The widespread and growing use of flying unmanned aerial vehicles (UAVs) is attributed to their high spatial mobility, autonomous control, and lower cost compared to usual manned flying vehicles. Applications, such as surveying, searching, or scanning the environment with application-specific sensors, have made extensive use of UAVs in fields like agriculture, geography, forestry, and biology. However, due to the large number of applications and types of UAVs, limited power has to be taken into account when designing task-specific software for a target UAV. In particular, the power constraints of smaller UAVs will generally necessitate reducing power consumption by limiting functionality, decreasing their movement radius, or increasing their level of autonomy. Reducing the overhead of control and decision-making software onboard is one approach to increasing the autonomy of UAVs. Specifically, we can make the onboard control software more efficient and focused on specific tasks, which means it will need less computing power than a general-purpose algorithm. In this work, we focus on reducing the size of the computer vision object classification algorithm.

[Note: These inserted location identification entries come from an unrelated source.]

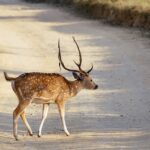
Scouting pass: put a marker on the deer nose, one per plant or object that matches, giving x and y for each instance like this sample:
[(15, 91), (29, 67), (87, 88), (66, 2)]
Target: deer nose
[(96, 87)]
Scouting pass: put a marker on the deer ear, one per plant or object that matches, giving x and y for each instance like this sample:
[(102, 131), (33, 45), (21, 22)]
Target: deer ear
[(76, 76)]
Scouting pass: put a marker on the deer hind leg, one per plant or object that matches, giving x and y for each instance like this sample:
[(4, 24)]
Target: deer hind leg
[(44, 116), (61, 108), (23, 117), (17, 112)]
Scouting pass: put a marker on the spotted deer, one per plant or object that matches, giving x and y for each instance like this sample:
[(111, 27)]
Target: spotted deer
[(46, 88)]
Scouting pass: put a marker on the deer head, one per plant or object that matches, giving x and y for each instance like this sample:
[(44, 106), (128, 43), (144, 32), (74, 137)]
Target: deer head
[(80, 74)]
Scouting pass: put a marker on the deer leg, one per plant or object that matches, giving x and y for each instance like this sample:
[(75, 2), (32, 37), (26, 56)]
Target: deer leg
[(23, 117), (61, 108), (44, 116), (17, 112)]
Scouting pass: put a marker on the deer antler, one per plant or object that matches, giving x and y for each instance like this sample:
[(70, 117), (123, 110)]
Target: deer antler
[(90, 69), (60, 60), (80, 55)]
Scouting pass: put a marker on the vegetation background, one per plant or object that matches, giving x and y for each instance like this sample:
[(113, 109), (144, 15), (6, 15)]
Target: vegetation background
[(133, 13)]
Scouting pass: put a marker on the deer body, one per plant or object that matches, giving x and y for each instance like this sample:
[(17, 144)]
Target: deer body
[(46, 88)]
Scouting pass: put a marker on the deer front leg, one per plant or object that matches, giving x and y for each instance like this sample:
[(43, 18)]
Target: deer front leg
[(44, 116), (17, 112), (61, 108), (23, 117)]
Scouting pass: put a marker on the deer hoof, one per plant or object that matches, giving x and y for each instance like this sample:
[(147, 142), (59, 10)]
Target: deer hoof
[(31, 134), (67, 133), (39, 135), (16, 138)]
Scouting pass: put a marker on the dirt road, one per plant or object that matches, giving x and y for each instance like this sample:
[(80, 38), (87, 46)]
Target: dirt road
[(116, 116)]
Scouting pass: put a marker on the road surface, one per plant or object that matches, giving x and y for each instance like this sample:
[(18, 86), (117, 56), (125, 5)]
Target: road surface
[(116, 116)]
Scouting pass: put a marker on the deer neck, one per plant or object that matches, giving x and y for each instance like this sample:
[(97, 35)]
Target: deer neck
[(76, 87)]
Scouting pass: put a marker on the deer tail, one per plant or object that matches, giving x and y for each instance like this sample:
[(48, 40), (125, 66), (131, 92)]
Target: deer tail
[(8, 78)]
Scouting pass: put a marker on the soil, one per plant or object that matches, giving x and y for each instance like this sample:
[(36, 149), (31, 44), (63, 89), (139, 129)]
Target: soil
[(116, 116)]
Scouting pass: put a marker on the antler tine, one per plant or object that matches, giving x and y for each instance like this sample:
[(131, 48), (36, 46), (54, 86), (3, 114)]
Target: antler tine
[(60, 59), (80, 55), (90, 69)]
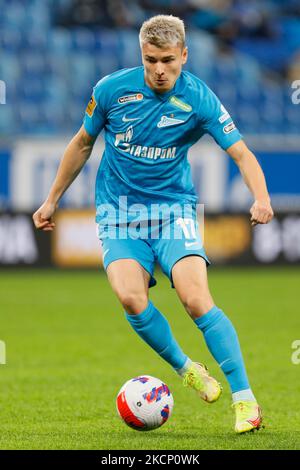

We define different tasks by specifying which objects the UAV must recognize, and we construct a convolutional neural network (CNN) for each specific classification. However, rather than creating a custom CNN that requires its dataset, we begin with a pre-trained general-purpose classifier. We then choose specific groups of objects to recognize, and by using response-based pruning (RBP), we simplify the general-purpose CNN to fit our specific needs. We evaluate the pruned models in various scenarios. The results indicate that the evaluated task-specific pruning can reduce the size of the neural model and increase the accuracy of the classification tasks. For small UAVs intended for tasks with reduced visual content, the proposed method solves both the size reduction and individual model training problems.

通过特定于内容的修剪来减少特定于任务的CNN大小。
与通常的载人飞行器相比,飞行无人机(uav)的广泛和日益增长的使用归因于其高空间机动性,自主控制和更低的成本。在农业、地理、林业和生物学等领域,诸如测量、搜索或使用特定应用传感器扫描环境等应用已经广泛使用无人机。然而,由于无人机的应用和类型众多,在为目标无人机设计特定任务的软件时必须考虑到有限的功率。特别是,小型无人机的功率限制通常需要通过限制功能,减小其移动半径或提高其自治水平来降低功耗。减少机载控制和决策软件的开销是提高无人机自主性的一种方法。具体来说,我们可以使机载控制软件更高效,更专注于特定任务,这意味着它比通用算法需要更少的计算能力。在这项工作中,我们的重点是减小计算机视觉对象分类算法的大小。我们通过指定无人机必须识别哪些物体来定义不同的任务,并为每个特定分类构建卷积神经网络(CNN)。然而,我们不是创建一个需要其数据集的自定义CNN,而是从一个预训练的通用分类器开始。然后,我们选择特定的对象组来识别,并通过使用基于响应的修剪(RBP),我们简化了通用CNN以满足我们的特定需求。我们在不同的场景下评估了修剪后的模型。结果表明,评估后的任务特定剪枝可以减小神经网络模型的大小,提高分类任务的准确率。对于用于减少视觉内容任务的小型无人机,该方法既解决了尺寸减小问题,又解决了个体模型训练问题。
本文章由计算机程序翻译,如有差异,请以英文原文为准。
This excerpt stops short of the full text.